© Solothurner Zeitung / NMZ; 2001-06-14; Seite 11a - Region SO

Leben unter dem alten Kirchendach

Stefan Moll*

Der Entscheid zur reformierten Kantonalkirche ist gefallen - und als Pfarrer einer anderen Kirche möchte ich ihn so auch gar nicht kommentieren. Und doch löst der Abstimmungskampf mit allen Diskussionen einige Fragen aus, über die sich alle Kirchen Gedanken machen müssen. Positiver Aspekt des Wahlkampfes sei «...dass wenigstens einmal über die Kirche diskutiert wird», hiess es. Das ist auch bitter nötig. Denn die Kirchen haben in den letzten Jahren oft den Kontakt zur Basis verloren. Nicht nur, dass die Gottesdienste immer schlechter besucht werden. Vielmehr nimmt das Interesse an der Kirchlichkeit ganz allgemein ab. Gleichzeitig sehnen sich viele Leute nach einer lebendigen Beziehung zu Gott, finden aber in den Kirchen selten einen Ort, an dem sie ihren Glauben entfalten können. So suchen sie eigene Wege. Die Ausbreitung der Esoterik und die diffuse Suche nach Sinn und Religion sind nicht nur Modeerscheinungen, sondern haben damit zu tun, dass die Kirchen an den Leuten vorbeileben. Anders gesagt: Die Einschaltquoten sinken.

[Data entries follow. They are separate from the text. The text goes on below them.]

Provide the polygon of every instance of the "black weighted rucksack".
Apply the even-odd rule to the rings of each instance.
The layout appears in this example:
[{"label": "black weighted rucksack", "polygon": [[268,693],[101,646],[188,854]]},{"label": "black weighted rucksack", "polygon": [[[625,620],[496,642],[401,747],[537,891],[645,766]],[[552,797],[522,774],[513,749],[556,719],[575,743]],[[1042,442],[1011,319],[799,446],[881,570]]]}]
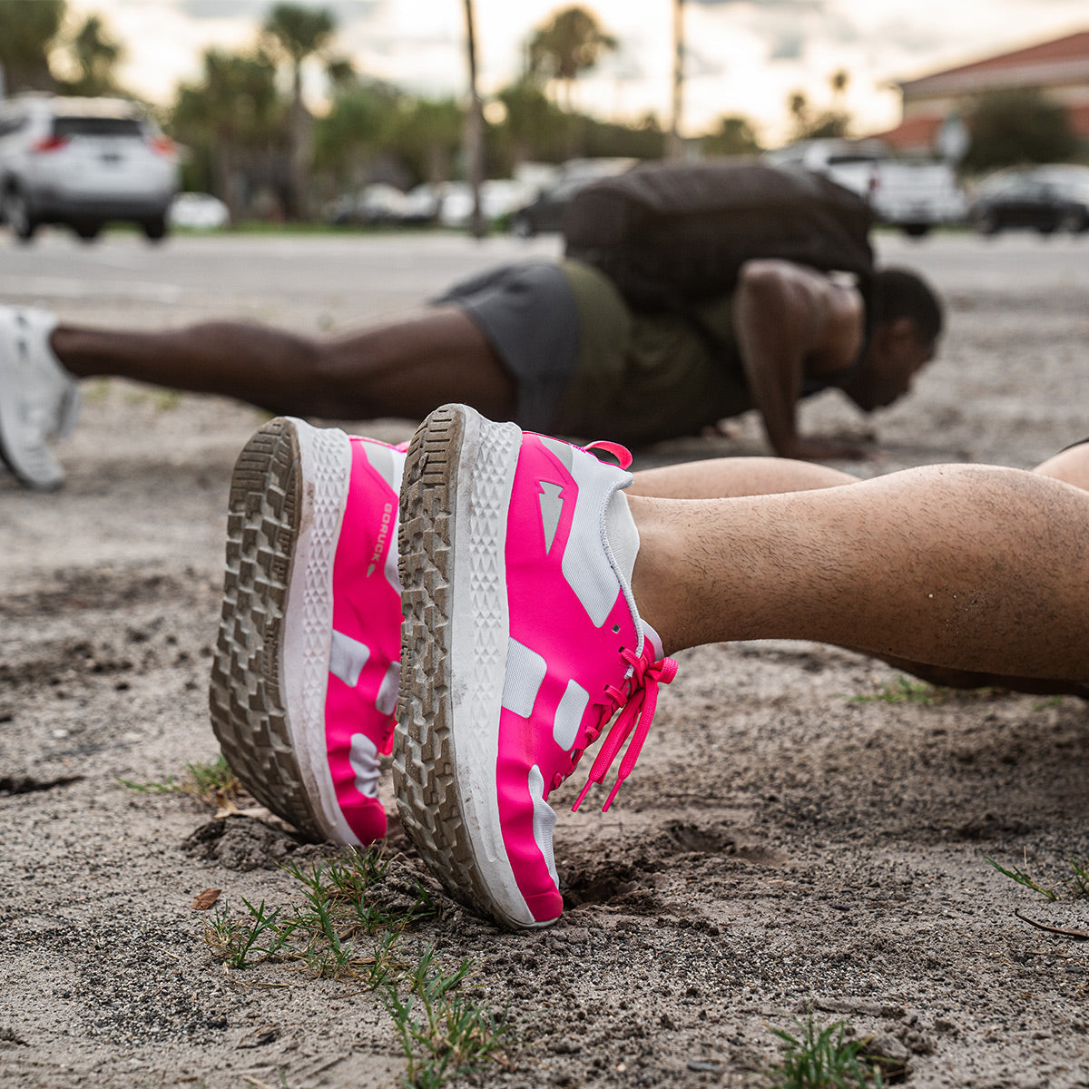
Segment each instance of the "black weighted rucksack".
[{"label": "black weighted rucksack", "polygon": [[731,292],[742,265],[780,258],[873,271],[869,206],[810,171],[746,159],[647,163],[580,189],[565,254],[605,272],[638,310],[685,311]]}]

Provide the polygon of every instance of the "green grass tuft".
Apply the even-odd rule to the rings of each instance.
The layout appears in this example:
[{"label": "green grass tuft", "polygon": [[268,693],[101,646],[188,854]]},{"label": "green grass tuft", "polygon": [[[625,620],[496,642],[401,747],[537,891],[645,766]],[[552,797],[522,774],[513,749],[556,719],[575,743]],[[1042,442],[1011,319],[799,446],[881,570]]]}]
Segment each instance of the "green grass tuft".
[{"label": "green grass tuft", "polygon": [[795,1032],[771,1031],[783,1041],[782,1062],[771,1067],[769,1089],[876,1089],[885,1085],[884,1060],[865,1054],[867,1040],[845,1039],[846,1024],[818,1029],[812,1017],[795,1021]]},{"label": "green grass tuft", "polygon": [[119,779],[118,782],[140,794],[187,794],[208,805],[219,805],[224,798],[235,797],[242,790],[222,754],[213,760],[187,763],[181,779],[168,775],[161,783],[135,783],[131,779]]},{"label": "green grass tuft", "polygon": [[232,968],[296,962],[317,977],[374,991],[405,1053],[403,1085],[437,1089],[502,1060],[505,1014],[495,1015],[465,992],[473,962],[443,966],[432,945],[412,946],[407,930],[437,915],[438,905],[416,881],[414,895],[390,906],[382,896],[389,867],[378,849],[308,867],[287,862],[281,868],[299,886],[302,903],[270,911],[264,901],[256,908],[243,901],[248,918],[219,909],[203,937]]}]

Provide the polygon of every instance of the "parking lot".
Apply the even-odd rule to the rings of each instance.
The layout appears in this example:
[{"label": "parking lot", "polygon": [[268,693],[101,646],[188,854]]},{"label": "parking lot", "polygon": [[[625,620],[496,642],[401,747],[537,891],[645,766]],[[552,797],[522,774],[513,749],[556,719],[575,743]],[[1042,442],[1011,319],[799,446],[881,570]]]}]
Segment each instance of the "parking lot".
[{"label": "parking lot", "polygon": [[[1089,236],[880,235],[946,299],[940,358],[873,418],[834,391],[804,423],[870,435],[861,475],[952,460],[1028,467],[1089,435]],[[0,232],[0,299],[65,320],[243,317],[308,333],[393,317],[558,242],[453,234],[181,236],[81,245]],[[384,1089],[404,1059],[374,994],[294,965],[224,969],[194,896],[295,895],[313,858],[250,815],[163,783],[216,752],[207,721],[233,458],[261,419],[228,401],[84,383],[66,487],[0,476],[0,1081],[19,1089],[245,1084]],[[366,427],[411,433],[409,420]],[[602,438],[608,438],[603,436]],[[756,421],[637,452],[638,465],[762,454]],[[849,1023],[907,1085],[1085,1086],[1089,929],[1062,884],[1089,845],[1089,718],[1074,698],[916,698],[895,671],[786,641],[681,656],[615,805],[564,811],[567,909],[501,934],[444,903],[412,942],[470,958],[509,1011],[481,1084],[766,1086],[769,1026]],[[392,805],[388,778],[383,798]],[[567,795],[570,794],[570,797]],[[406,852],[394,831],[391,849]],[[310,854],[308,854],[310,853]],[[984,858],[1063,889],[1033,896]],[[399,854],[399,879],[423,872]],[[891,1042],[888,1042],[891,1041]]]}]

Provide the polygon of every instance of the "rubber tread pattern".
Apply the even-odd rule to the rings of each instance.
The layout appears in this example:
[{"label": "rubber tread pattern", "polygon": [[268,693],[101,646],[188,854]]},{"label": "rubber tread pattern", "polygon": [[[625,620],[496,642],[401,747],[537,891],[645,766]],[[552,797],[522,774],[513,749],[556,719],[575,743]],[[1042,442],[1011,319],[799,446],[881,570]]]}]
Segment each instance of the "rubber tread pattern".
[{"label": "rubber tread pattern", "polygon": [[[393,743],[393,786],[401,824],[455,900],[497,916],[474,865],[458,804],[446,674],[452,612],[451,515],[456,482],[451,452],[464,418],[456,406],[433,412],[408,446],[401,489],[401,684]],[[500,921],[503,921],[500,918]]]},{"label": "rubber tread pattern", "polygon": [[302,514],[294,427],[266,424],[231,477],[223,608],[209,709],[223,756],[261,805],[326,839],[295,758],[280,687],[280,641]]}]

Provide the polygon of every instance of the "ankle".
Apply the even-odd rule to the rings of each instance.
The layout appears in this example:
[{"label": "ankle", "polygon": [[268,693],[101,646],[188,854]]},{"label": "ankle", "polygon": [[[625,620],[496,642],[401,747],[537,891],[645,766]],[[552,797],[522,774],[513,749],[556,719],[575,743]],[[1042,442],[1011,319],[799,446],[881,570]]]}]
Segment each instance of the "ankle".
[{"label": "ankle", "polygon": [[629,495],[628,504],[639,533],[639,551],[632,572],[632,596],[645,624],[654,629],[662,640],[666,654],[681,649],[681,634],[676,623],[676,561],[677,553],[670,544],[660,501]]}]

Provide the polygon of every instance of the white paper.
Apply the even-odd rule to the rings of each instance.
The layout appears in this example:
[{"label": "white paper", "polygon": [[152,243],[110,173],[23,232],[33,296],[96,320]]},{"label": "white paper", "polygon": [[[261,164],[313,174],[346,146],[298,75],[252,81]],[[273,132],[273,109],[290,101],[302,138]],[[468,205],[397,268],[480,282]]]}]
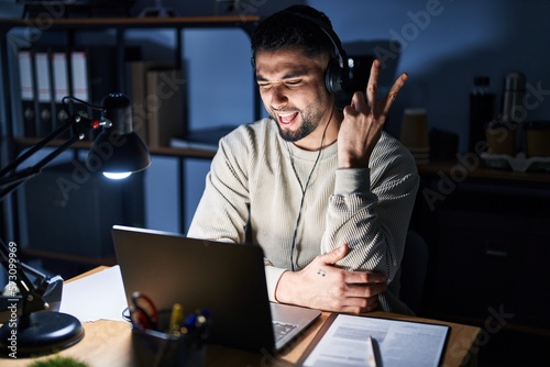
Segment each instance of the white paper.
[{"label": "white paper", "polygon": [[304,366],[369,366],[369,337],[384,367],[438,366],[449,326],[340,314]]},{"label": "white paper", "polygon": [[59,312],[80,322],[124,320],[128,307],[120,267],[113,266],[63,286]]}]

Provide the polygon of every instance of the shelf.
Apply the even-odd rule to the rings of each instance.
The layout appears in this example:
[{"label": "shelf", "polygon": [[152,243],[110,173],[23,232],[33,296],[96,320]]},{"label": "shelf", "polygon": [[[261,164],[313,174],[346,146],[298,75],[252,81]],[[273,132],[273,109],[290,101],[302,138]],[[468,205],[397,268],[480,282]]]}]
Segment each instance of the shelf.
[{"label": "shelf", "polygon": [[[460,168],[462,167],[462,168]],[[460,162],[431,162],[427,165],[418,165],[420,175],[438,175],[440,173],[449,175],[453,169],[460,169],[461,173],[466,169],[469,178],[493,179],[493,180],[509,180],[516,182],[529,184],[550,184],[550,173],[542,171],[526,171],[515,173],[512,170],[488,168],[479,157],[477,165],[474,169],[468,169],[468,164]]]},{"label": "shelf", "polygon": [[[19,136],[14,137],[14,141],[19,145],[23,146],[32,146],[41,141],[40,137],[24,137]],[[54,140],[46,146],[59,146],[64,143],[63,140]],[[74,149],[89,149],[91,147],[91,142],[89,141],[80,141],[76,142],[70,146]],[[175,157],[186,157],[186,158],[212,158],[215,156],[215,152],[211,151],[200,151],[200,149],[182,149],[182,148],[173,148],[168,146],[160,146],[148,148],[152,155],[166,155],[166,156],[175,156]]]},{"label": "shelf", "polygon": [[62,18],[47,24],[38,24],[33,19],[2,19],[0,29],[9,30],[18,26],[34,26],[36,29],[109,29],[109,27],[221,27],[235,25],[255,25],[257,15],[217,15],[217,16],[174,16],[174,18]]}]

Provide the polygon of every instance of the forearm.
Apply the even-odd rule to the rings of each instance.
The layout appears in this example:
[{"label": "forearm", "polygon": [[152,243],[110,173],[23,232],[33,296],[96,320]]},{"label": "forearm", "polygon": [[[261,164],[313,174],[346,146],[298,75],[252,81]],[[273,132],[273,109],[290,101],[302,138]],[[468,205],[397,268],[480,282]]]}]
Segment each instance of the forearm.
[{"label": "forearm", "polygon": [[381,271],[392,281],[403,256],[417,177],[406,175],[372,192],[370,180],[364,177],[370,174],[369,169],[337,174],[321,251],[327,253],[346,243],[350,253],[338,266]]}]

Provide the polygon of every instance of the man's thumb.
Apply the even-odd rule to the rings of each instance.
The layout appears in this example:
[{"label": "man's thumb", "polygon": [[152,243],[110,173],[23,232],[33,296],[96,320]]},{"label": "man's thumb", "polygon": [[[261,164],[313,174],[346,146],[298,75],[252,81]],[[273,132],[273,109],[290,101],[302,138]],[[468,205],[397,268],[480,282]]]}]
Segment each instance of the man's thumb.
[{"label": "man's thumb", "polygon": [[326,254],[324,256],[327,256],[326,258],[327,264],[336,264],[342,258],[344,258],[344,256],[348,254],[348,249],[349,249],[348,244],[343,244],[337,247],[336,249],[331,251],[330,253]]}]

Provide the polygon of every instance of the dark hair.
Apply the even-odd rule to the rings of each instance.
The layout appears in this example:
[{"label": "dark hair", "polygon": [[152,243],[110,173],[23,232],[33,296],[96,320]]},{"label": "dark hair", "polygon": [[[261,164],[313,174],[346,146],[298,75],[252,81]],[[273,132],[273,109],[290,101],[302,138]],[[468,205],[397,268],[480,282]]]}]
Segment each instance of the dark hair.
[{"label": "dark hair", "polygon": [[293,5],[276,12],[262,21],[251,36],[252,60],[258,51],[297,48],[306,56],[328,55],[333,57],[334,45],[324,31],[304,16],[316,19],[332,30],[330,19],[322,12],[308,5]]}]

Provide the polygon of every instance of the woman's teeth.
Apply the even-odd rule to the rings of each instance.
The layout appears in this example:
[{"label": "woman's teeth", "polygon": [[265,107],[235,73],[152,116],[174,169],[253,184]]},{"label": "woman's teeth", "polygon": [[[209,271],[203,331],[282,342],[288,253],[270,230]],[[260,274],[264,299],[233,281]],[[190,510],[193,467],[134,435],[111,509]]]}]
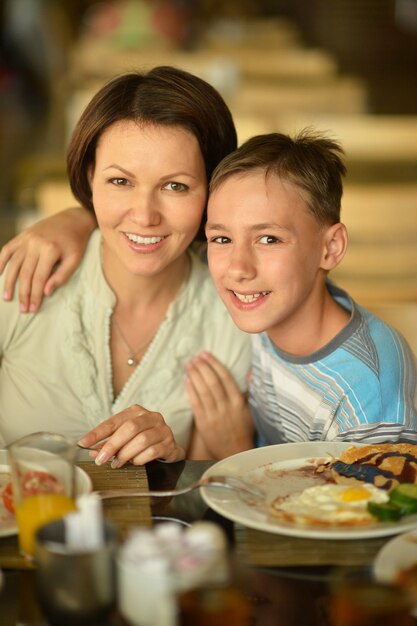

Darum ist es notwendig, dass wieder über die Kirchen gesprochen wird. Aber nicht das Kirchendach ist das Thema, welches die Menschen interessiert. Jede Kirche muss sich überlegen, unter welchem Dach und mit welchen Strukturen sie leben will. Diese Fragen sollen aber möglichst rasch beantwortet werden. Strukturen für Kirchen sind eine Pflicht, die erledigt werden muss. Aber sie sind nicht das eigentliche Thema der Kirche und - wie ich finde - für die meisten Menschen völlig uninteressant und langweilig. Gut, dass man über die Kirche spricht, aber bitte nicht länger über deren Interna!

So hoffe ich für die Zukunft der Kirchen (nicht nur der reformierten), dass engagiert und heftig über sie gesprochen wird: Ich wünsche mir, dass die Kirche ins Gerede kommt wegen ihres Kampfes um Gerechtigkeit, wegen der kompetenten Hilfe von Menschen in notvoller Lebenslage. Ich wünsche mir, dass die Kirche ins Gespräch kommt für ihre lebensfrohen Gottesdienste. Ich wünsche mir, dass über Kirchen gesprochen wird, weil sie zur Versöhnung anstiftet und weil sie Sinn und Halt vermittelt. Ich wünsche mir, dass über die Kirchen hinaus vom Inhalt des christlichen Glaubens gesprochen wird und dass dieser Glaube erfahrbar wird und im Leben der Menschen verwurzelt ist. Neue Übersetzungen des Evangeliums in unsere Zeit wären nötig. Es ist ein Drama, dass so viele Leute den christlichen Glauben mit Langeweile verbinden anstatt mit Erfüllung und tiefem Glück.

Gut, dass die reformierte Kirche ihre Strukturdebatte hatte. Nun kann sie diese aber wieder beiseite legen und zu ihrer eigentlichen Sache zurückkehren.

* Stefan Moll ist Pfarrer der evangelisch-methodistischen Kirche Gerlafingen.